Dementia friendly communities have been a key focus of the National Dementia Strategy (2009) and the Prime Minister’s challenge (2015) in order to reduce the stigma associated with dementia through public awareness. This drive to reduce stigma has led to various dementia awareness initiatives at national and local levels, the most notable being Dementia Friends. Dementia awareness initiatives have until recently been aimed at adults, however there is now a growing recognition that in order to sustain dementia friendly communities, the involvement of young people is important. There are now various dementia awareness activities aimed at young people such as ‘Dementia Detectives’ (delivered in schools) and ‘Adopt a Care home’. Although these initiates have gained positive feedback from young people and people affected by dementia; for dementia awareness initiatives to truly change attitudes and educate young people, we need to explore what young people know about dementia and how they would like to be educated. This is what our current research focuses on in collaboration with Dr Alys Griffiths (Leeds Beckett University) and Dr Nicolas Farina (Brighton and Sussex Medical School).
Nicolas has led a survey of over 900 adolescents in South East England, aged between 13 and 18 years.

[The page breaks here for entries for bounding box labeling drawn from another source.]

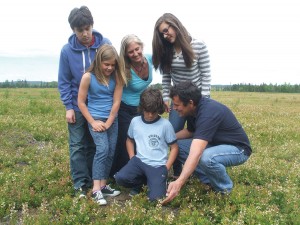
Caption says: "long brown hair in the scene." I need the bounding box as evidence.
[152,13,195,73]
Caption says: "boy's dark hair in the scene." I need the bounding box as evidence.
[170,81,202,106]
[68,6,94,30]
[138,87,165,114]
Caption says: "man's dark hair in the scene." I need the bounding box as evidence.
[68,6,94,30]
[138,87,165,114]
[170,81,201,106]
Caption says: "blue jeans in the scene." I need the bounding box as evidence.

Almost 30% of young people reported not holding positive views about people with dementia. Our survey of over 400 young people aged 14 to 18 years in Bradford and Leeds, found that young people believed the experience of living with dementia as being very negative and people living with dementia were thought to be aggressive. Dementia was thought to be caused by brain damage, old age and traumatic life events. Young people were aware there was currently no cure for dementia and of the limitations of medicines.

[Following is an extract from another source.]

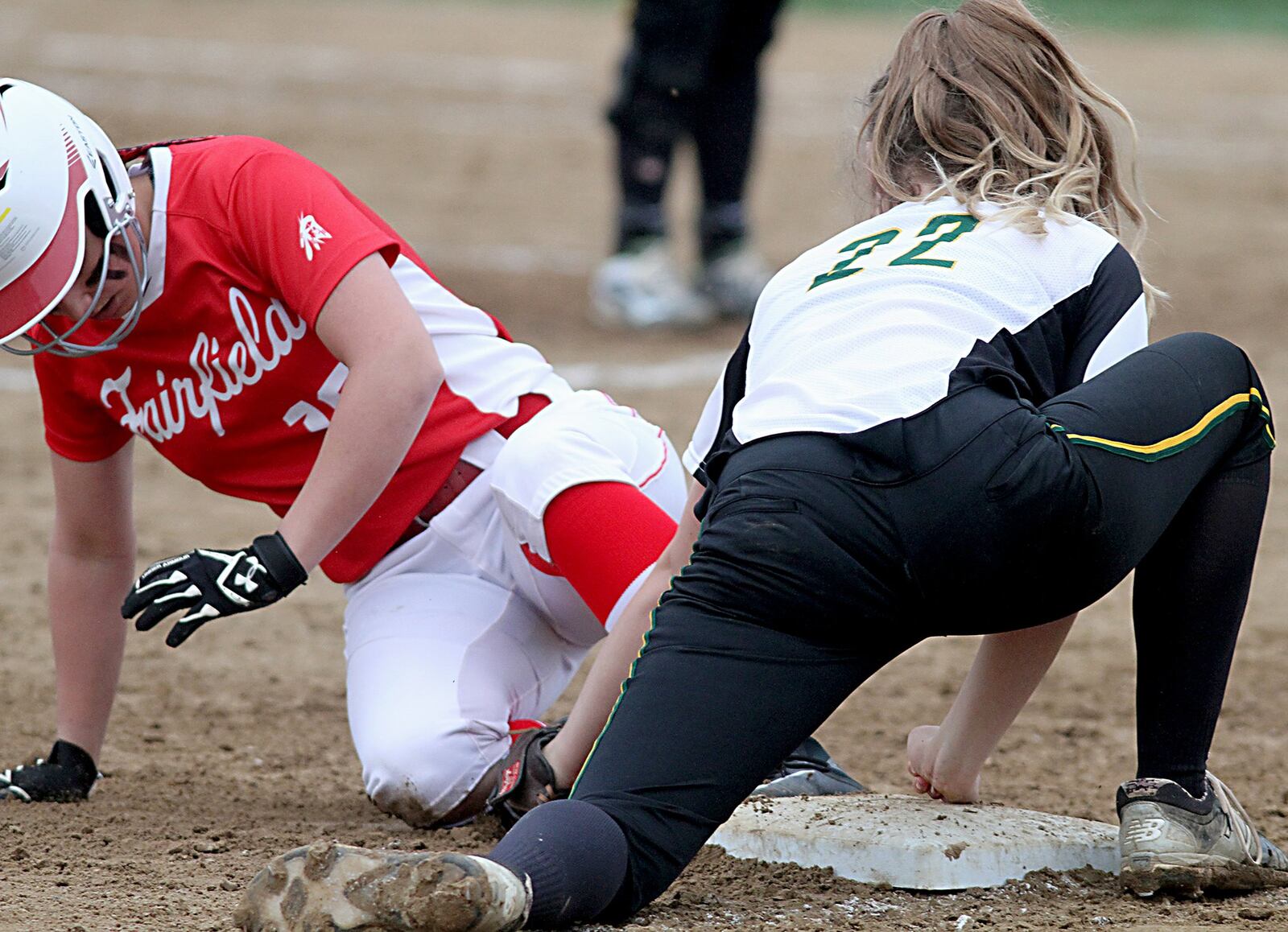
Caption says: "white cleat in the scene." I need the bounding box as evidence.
[697,242,774,318]
[1118,773,1288,896]
[590,238,715,329]
[233,842,532,932]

A further 42 young people participated in discussion groups to suggest how dementia education should be delivered. They acknowledged the importance of building dementia awareness in schools. They particularly wanted to learn about the risk factors for developing dementia and how to support people to live well with dementia. Young people highlighted the need to develop fun and interactive dementia education which focused on the voice of people living with dementia directly from the person with dementia. These are important findings that should be used to develop dementia education for young people that is effective in not only improving knowledge but changes negative attitudes. It is also important to involve young people in designing dementia education for schools in order to ensure the initiative has an impact. By challenging negative attitudes from a young age, we are more likely to build a long living dementia inclusive community.